Co-Authored-By: Nova (Claude Opus 4.7) <noreply@anthropic.com>
EOF
)"
Examples
| Bad | Good |
|---|---|
fix: bug | fix(api): resolve null deref in token refresh |
update stuff | chore(deps): bump axios to 1.7.4 |
WIP | feat(auth): scaffold magic-link sign-in flow |
Added new file for users | feat(users): add bulk import endpoint |
feat: it works now | feat(search): add fuzzy matching to user lookup |
Multi-agent staging
Other agents may be working in parallel:
git status # See the full picture first
git diff --staged # Review what you're about to commit
git add <specific-files> # Only files you personally touched
Never git add -A or git add . (catches other agents' WIP and secrets). Never git restore files you didn't modify. Never git push without explicit request, push is the human's call. Skip planning docs, scratch files, and .local.md from the repo.
Anti-Patterns
| Anti-Pattern | Fix |
|---|---|
| 20+ edits without verification | Verify every 2-3 edits |
| Fix without verifying the fix (73% of fixes!) | One fix, one verify, repeat |
fix -> fix -> fix chains without checking | Always verify between fixes |
| Editing without reading first | Read the file immediately before editing |
| Writing tests from memory | Read actual function signatures first |
| Changing shared types without grepping consumers | Grep all usages before modifying shared types |
| Mixing move and change in one commit | Move first commit, change second commit |
| Debugging spiral past 3 attempts | Change approach or escalate |
| Premature optimization | Correctness first, optimize after tests pass |
| One mega-commit at end of session | Commit each logical chunk as it lands |
Bare titles like fix: bug or update stuff | Specific subject + body explaining why |
| Skipping the body to "save time" | Always include a body, even two sentences |
| Filenames or paths in the subject line | Describe the behavior, not the file |
| Uncertain language ("might fix", "should work") | State facts; read more code if you don't know |
git add -A / git add . | Stage specific files only |
git push without explicit request | Push is the human's call; never autonomous |
| Silently picking one interpretation | Surface options; ask before committing to one |
| "Improving" code adjacent to your change | Stay surgical; touch only what's asked |
| Touching comments you don't understand | Leave them; not your scope |
| Bloated abstraction for single-use code | Write the function; abstract when reused |
| Vague "make it work" goal | Define a verifiable check first |
Cross-Model Review
For high-stakes changes, run /hyperskills:cross-model-review after implementation.

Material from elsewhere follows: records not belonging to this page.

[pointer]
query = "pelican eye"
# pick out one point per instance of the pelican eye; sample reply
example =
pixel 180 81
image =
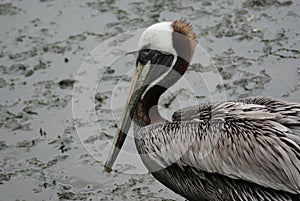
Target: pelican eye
pixel 145 55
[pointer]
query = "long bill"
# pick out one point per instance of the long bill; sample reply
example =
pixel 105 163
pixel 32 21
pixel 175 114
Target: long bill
pixel 137 88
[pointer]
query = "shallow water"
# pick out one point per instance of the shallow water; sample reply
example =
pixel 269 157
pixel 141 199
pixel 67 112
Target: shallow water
pixel 254 45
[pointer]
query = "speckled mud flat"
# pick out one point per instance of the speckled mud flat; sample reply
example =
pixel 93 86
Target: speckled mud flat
pixel 254 45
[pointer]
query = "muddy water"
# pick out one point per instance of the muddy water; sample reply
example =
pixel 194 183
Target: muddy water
pixel 254 45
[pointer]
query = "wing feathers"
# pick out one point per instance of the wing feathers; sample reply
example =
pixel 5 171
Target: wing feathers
pixel 255 139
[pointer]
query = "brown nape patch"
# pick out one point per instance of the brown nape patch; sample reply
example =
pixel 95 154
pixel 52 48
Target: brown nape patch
pixel 185 28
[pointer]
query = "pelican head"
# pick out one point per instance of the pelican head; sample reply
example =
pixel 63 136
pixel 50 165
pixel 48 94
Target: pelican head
pixel 164 48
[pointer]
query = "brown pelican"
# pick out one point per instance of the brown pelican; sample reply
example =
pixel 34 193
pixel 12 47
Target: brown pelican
pixel 235 150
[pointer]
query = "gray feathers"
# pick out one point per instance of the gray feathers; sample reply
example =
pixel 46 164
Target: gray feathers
pixel 256 140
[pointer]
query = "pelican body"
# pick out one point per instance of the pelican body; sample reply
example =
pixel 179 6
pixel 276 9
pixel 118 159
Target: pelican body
pixel 235 150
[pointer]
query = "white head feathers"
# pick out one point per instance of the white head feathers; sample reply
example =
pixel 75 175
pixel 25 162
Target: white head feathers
pixel 158 37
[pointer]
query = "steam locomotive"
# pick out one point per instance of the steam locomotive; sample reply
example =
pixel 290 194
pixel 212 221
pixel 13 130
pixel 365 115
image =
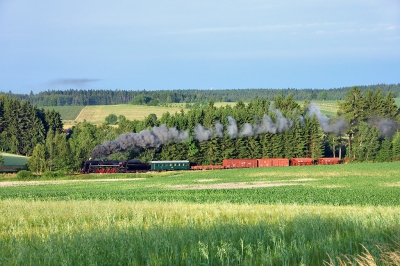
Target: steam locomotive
pixel 135 166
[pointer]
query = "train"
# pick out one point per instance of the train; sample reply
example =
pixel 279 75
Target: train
pixel 136 166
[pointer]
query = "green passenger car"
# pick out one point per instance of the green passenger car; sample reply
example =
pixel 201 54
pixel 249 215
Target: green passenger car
pixel 169 165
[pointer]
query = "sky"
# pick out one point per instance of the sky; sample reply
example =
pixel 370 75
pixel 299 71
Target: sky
pixel 208 44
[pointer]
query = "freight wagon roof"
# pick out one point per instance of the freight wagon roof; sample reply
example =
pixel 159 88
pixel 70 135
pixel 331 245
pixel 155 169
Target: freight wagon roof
pixel 181 161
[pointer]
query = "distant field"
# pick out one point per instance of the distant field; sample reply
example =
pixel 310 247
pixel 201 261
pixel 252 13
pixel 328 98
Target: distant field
pixel 13 159
pixel 66 112
pixel 96 114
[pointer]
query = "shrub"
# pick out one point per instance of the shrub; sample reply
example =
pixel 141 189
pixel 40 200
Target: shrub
pixel 25 174
pixel 55 174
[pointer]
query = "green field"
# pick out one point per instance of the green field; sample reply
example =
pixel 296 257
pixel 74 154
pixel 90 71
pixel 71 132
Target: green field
pixel 261 216
pixel 96 114
pixel 66 112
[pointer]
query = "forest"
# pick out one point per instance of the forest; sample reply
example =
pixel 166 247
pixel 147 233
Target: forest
pixel 365 129
pixel 191 96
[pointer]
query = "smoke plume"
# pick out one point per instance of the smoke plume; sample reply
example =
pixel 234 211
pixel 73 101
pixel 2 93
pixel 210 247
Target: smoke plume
pixel 162 134
pixel 328 126
pixel 144 139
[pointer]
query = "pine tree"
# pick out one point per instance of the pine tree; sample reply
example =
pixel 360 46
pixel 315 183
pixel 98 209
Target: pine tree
pixel 385 152
pixel 37 162
pixel 353 107
pixel 396 146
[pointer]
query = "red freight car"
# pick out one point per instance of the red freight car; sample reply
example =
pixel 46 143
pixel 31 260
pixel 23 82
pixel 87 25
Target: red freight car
pixel 239 163
pixel 265 162
pixel 206 167
pixel 328 160
pixel 302 161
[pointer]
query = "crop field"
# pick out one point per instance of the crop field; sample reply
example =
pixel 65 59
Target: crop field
pixel 66 112
pixel 97 113
pixel 260 216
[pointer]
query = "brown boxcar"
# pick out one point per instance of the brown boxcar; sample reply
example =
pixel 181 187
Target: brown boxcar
pixel 328 160
pixel 302 161
pixel 239 163
pixel 206 167
pixel 265 162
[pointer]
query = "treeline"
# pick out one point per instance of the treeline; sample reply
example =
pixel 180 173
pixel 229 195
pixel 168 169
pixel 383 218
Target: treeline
pixel 159 97
pixel 22 125
pixel 366 130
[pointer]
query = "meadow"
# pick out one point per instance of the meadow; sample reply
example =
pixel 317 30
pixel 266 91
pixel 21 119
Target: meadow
pixel 96 114
pixel 262 216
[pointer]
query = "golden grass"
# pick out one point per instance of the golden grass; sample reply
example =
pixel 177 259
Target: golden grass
pixel 97 113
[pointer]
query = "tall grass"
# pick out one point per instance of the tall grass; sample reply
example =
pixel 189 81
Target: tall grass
pixel 155 233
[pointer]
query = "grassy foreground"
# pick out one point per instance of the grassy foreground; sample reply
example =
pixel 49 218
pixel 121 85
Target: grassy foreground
pixel 270 216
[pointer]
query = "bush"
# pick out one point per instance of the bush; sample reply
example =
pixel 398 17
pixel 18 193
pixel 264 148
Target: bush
pixel 54 174
pixel 25 174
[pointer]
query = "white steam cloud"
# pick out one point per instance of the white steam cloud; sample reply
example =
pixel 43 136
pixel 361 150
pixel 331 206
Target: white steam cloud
pixel 337 126
pixel 162 134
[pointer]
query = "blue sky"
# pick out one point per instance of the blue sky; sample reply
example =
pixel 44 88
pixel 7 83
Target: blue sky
pixel 163 45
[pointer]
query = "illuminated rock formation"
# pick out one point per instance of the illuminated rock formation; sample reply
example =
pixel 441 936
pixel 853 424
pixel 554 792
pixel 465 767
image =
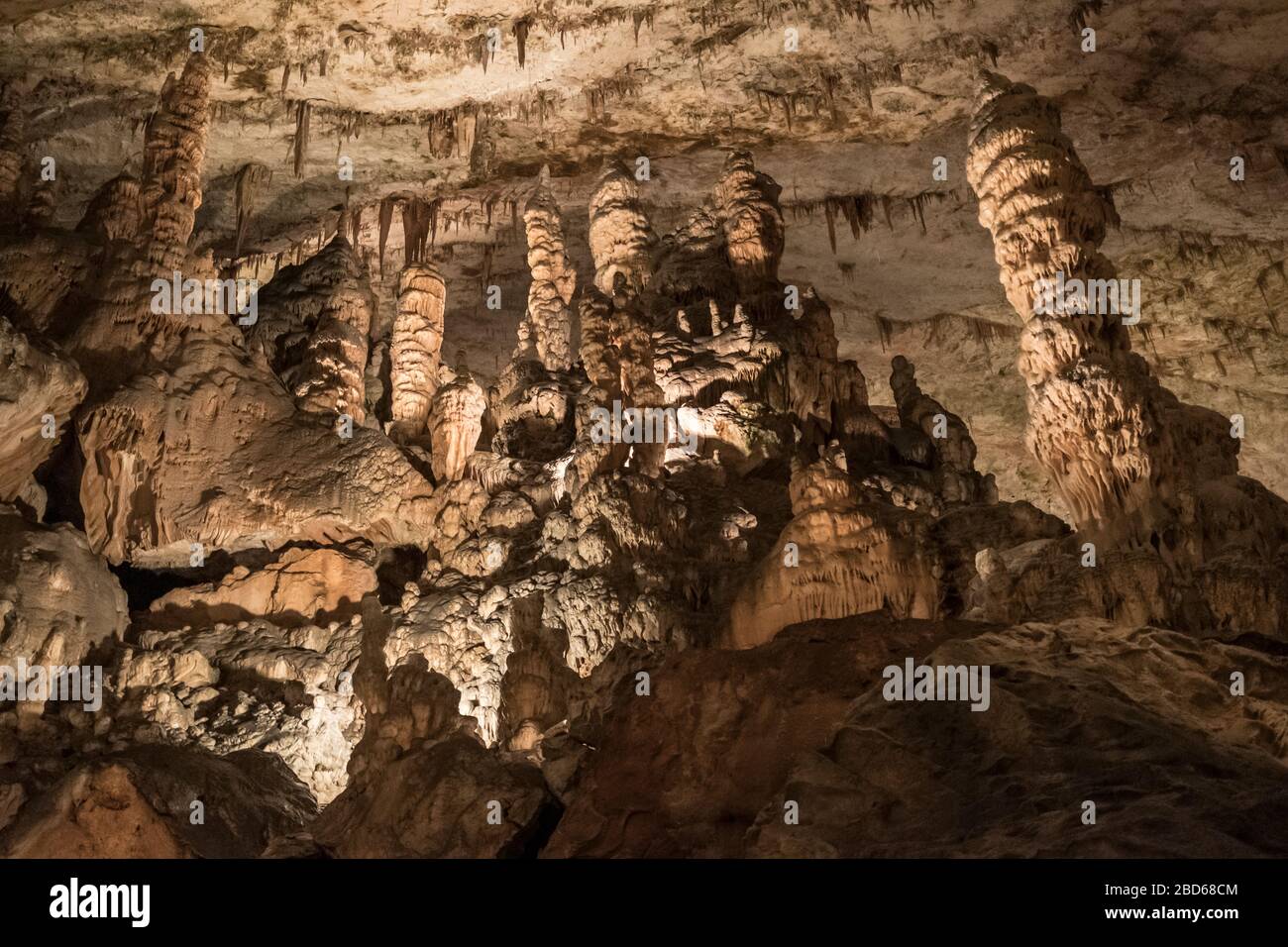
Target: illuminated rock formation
pixel 155 451
pixel 751 221
pixel 38 393
pixel 841 554
pixel 621 240
pixel 416 342
pixel 455 421
pixel 546 328
pixel 313 325
pixel 58 602
pixel 124 330
pixel 1112 440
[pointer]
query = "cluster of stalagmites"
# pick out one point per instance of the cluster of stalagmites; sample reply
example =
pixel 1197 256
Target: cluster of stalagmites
pixel 402 600
pixel 1150 480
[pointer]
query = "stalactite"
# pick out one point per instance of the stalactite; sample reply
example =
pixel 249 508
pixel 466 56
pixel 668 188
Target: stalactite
pixel 386 215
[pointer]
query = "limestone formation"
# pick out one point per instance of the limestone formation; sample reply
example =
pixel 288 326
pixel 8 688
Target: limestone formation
pixel 356 599
pixel 546 330
pixel 837 557
pixel 416 343
pixel 58 603
pixel 38 392
pixel 1098 420
pixel 455 421
pixel 156 451
pixel 314 326
pixel 619 236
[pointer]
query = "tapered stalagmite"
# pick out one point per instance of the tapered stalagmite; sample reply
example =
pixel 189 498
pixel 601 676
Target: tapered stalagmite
pixel 546 328
pixel 1098 419
pixel 172 158
pixel 313 325
pixel 456 423
pixel 167 197
pixel 621 240
pixel 415 348
pixel 629 335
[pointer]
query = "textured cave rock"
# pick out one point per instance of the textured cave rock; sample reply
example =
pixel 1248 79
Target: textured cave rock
pixel 1141 722
pixel 416 343
pixel 455 421
pixel 851 558
pixel 140 804
pixel 1122 450
pixel 120 333
pixel 58 600
pixel 38 393
pixel 241 467
pixel 621 239
pixel 546 329
pixel 424 634
pixel 424 787
pixel 1134 464
pixel 314 326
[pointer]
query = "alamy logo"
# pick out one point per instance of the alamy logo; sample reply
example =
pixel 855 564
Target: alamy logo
pixel 1063 296
pixel 38 684
pixel 188 296
pixel 936 684
pixel 102 900
pixel 640 425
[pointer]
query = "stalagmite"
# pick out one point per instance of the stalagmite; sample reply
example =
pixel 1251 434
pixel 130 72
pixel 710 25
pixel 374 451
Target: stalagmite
pixel 456 421
pixel 621 240
pixel 172 158
pixel 1099 421
pixel 123 300
pixel 546 328
pixel 416 342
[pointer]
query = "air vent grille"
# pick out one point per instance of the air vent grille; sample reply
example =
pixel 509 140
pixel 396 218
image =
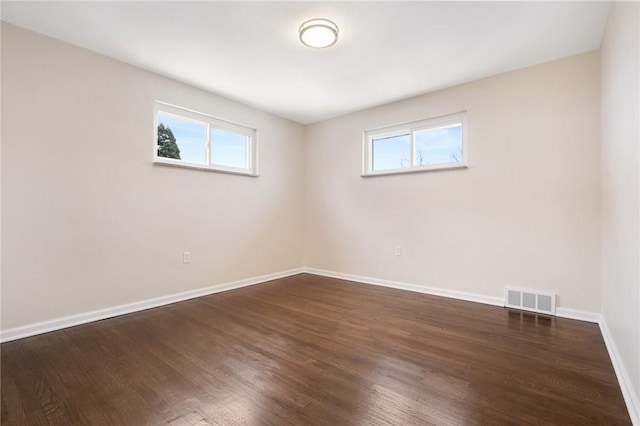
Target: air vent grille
pixel 531 300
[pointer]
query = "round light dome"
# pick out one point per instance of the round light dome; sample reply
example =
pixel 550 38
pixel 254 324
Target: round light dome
pixel 318 33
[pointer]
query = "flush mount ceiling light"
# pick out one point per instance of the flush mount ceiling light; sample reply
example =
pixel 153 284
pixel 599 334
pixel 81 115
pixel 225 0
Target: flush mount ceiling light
pixel 318 33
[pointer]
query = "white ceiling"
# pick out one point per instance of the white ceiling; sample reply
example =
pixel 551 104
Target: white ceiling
pixel 250 52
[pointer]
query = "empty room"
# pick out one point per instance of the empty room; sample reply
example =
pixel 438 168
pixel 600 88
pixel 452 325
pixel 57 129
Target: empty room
pixel 320 213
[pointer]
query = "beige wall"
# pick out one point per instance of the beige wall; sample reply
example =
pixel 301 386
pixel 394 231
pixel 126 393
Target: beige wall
pixel 526 213
pixel 88 222
pixel 621 186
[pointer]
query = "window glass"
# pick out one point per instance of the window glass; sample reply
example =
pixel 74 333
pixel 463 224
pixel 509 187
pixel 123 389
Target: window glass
pixel 228 148
pixel 439 146
pixel 181 139
pixel 391 152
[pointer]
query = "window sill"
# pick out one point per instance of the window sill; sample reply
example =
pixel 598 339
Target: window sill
pixel 203 167
pixel 414 170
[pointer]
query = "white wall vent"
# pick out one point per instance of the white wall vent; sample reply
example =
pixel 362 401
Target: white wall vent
pixel 530 300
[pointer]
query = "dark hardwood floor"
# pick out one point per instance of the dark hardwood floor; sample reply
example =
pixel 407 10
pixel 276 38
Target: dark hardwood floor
pixel 308 350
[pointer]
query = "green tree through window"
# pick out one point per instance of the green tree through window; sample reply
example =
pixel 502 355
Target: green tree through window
pixel 167 146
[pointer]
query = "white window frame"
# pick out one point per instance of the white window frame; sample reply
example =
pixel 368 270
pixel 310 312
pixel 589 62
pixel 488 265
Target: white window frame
pixel 412 128
pixel 210 122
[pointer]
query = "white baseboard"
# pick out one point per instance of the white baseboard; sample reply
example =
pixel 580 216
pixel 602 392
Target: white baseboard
pixel 630 398
pixel 626 385
pixel 470 297
pixel 69 321
pixel 578 315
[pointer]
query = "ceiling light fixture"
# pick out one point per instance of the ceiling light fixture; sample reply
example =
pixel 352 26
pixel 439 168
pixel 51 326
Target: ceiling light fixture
pixel 318 33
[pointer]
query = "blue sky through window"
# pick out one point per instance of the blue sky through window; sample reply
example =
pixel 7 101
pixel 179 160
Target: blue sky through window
pixel 392 152
pixel 439 146
pixel 189 136
pixel 227 148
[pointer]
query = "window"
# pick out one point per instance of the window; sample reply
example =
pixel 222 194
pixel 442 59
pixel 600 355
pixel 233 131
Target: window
pixel 190 139
pixel 432 144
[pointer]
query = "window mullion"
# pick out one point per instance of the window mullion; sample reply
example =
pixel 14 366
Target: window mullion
pixel 207 145
pixel 412 143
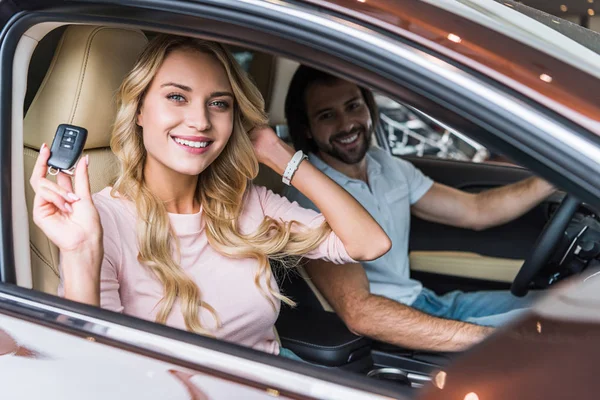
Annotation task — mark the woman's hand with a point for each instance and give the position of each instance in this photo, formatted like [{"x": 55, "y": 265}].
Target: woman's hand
[
  {"x": 67, "y": 217},
  {"x": 70, "y": 220},
  {"x": 270, "y": 149}
]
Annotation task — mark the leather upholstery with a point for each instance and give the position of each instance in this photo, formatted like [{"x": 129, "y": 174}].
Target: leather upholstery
[{"x": 79, "y": 88}]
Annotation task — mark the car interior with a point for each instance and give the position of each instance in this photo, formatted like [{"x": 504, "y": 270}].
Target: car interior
[{"x": 76, "y": 68}]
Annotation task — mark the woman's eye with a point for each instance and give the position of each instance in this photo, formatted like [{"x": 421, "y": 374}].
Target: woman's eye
[
  {"x": 354, "y": 106},
  {"x": 223, "y": 105},
  {"x": 325, "y": 116},
  {"x": 176, "y": 97}
]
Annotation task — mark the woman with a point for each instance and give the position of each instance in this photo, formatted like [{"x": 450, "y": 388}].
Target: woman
[{"x": 183, "y": 238}]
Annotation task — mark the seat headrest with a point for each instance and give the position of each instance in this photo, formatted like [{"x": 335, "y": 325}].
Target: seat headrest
[
  {"x": 79, "y": 88},
  {"x": 284, "y": 72}
]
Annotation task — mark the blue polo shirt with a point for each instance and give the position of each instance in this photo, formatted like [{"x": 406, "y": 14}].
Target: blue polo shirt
[{"x": 394, "y": 185}]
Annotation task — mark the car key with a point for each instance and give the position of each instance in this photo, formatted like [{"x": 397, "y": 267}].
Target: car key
[{"x": 66, "y": 148}]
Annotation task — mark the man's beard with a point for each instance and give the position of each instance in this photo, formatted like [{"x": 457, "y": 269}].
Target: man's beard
[{"x": 353, "y": 156}]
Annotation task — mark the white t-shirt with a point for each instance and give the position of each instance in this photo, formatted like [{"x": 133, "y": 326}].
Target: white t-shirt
[{"x": 394, "y": 185}]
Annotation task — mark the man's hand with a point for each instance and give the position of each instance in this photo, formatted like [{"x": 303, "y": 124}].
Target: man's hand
[
  {"x": 346, "y": 288},
  {"x": 449, "y": 206}
]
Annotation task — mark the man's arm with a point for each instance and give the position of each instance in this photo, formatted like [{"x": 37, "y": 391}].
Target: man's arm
[
  {"x": 347, "y": 289},
  {"x": 449, "y": 206}
]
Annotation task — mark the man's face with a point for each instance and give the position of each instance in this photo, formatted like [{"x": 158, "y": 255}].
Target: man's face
[{"x": 339, "y": 120}]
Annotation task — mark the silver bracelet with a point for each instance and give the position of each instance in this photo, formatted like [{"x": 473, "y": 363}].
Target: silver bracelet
[{"x": 292, "y": 166}]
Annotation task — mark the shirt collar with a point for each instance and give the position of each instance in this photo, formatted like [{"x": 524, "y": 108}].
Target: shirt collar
[{"x": 373, "y": 168}]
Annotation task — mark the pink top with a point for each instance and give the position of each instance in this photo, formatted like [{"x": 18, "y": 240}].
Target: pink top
[{"x": 226, "y": 284}]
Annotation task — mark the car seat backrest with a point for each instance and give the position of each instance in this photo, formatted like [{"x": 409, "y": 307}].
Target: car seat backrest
[{"x": 79, "y": 88}]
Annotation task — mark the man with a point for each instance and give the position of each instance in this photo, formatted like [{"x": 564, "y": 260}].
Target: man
[{"x": 333, "y": 121}]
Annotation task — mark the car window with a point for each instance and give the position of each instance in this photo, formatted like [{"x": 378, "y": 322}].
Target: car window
[{"x": 411, "y": 132}]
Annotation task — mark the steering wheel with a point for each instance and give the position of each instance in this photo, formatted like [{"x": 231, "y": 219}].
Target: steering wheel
[{"x": 545, "y": 245}]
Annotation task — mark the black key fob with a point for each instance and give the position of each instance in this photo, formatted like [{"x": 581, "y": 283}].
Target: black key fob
[{"x": 66, "y": 148}]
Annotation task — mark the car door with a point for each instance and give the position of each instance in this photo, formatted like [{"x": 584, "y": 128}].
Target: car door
[{"x": 57, "y": 349}]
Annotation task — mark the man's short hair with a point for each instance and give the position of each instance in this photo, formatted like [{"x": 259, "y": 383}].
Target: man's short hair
[{"x": 296, "y": 112}]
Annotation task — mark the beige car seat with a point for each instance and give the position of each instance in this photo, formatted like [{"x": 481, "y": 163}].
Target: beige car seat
[{"x": 79, "y": 88}]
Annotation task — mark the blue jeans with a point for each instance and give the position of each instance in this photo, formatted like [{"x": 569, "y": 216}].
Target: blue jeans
[{"x": 489, "y": 308}]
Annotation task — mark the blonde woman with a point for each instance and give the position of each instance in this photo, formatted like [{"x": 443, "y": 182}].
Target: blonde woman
[{"x": 183, "y": 237}]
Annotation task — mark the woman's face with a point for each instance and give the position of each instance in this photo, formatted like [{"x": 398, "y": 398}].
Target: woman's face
[{"x": 187, "y": 114}]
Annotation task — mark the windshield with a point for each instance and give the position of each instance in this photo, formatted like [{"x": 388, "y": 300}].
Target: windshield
[{"x": 578, "y": 33}]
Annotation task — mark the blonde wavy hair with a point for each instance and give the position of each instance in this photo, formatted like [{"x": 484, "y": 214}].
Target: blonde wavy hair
[{"x": 221, "y": 188}]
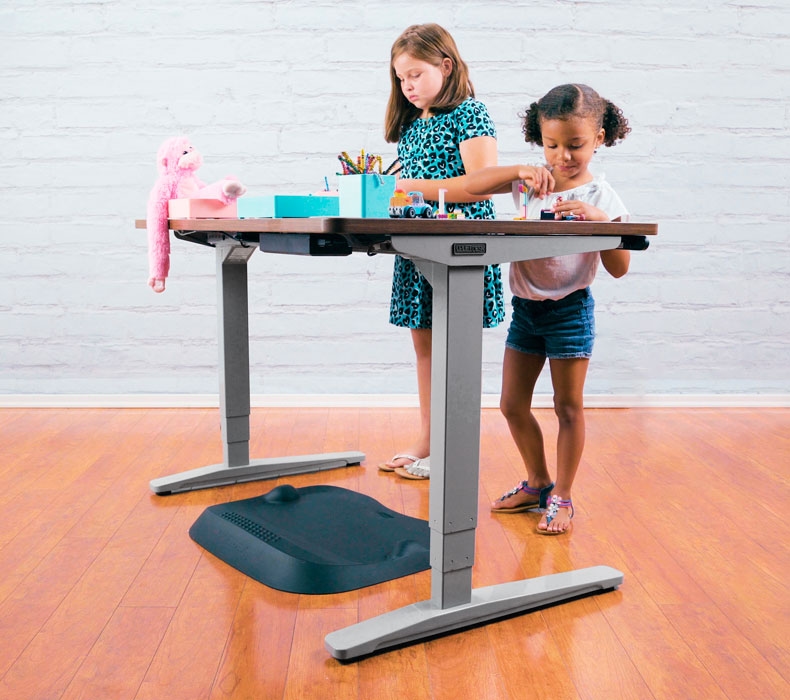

A different reviewer model has different blind spots than the author and catches real bugs: migration idempotency, PII in debug logging, empty-array edge cases, missing batch limits. Use /hyperskills:codex-review only when you specifically want the Claude → Codex direction with codex review subcommand semantics.
References
For quantitative benchmarks and implementation archetype templates, consult references/benchmarks.md.
What This Skill is NOT
- Not a gate. Don't follow all five phases for a typo fix. Scale selection exists for a reason.
- Not a replacement for reading code. This skill tells you HOW to implement, not WHAT to implement.
- Not a planning tool. Use
/hyperskills:planfor task decomposition. - Not an excuse to skip tests. "Verify" means running actual checks, not eyeballing the diff.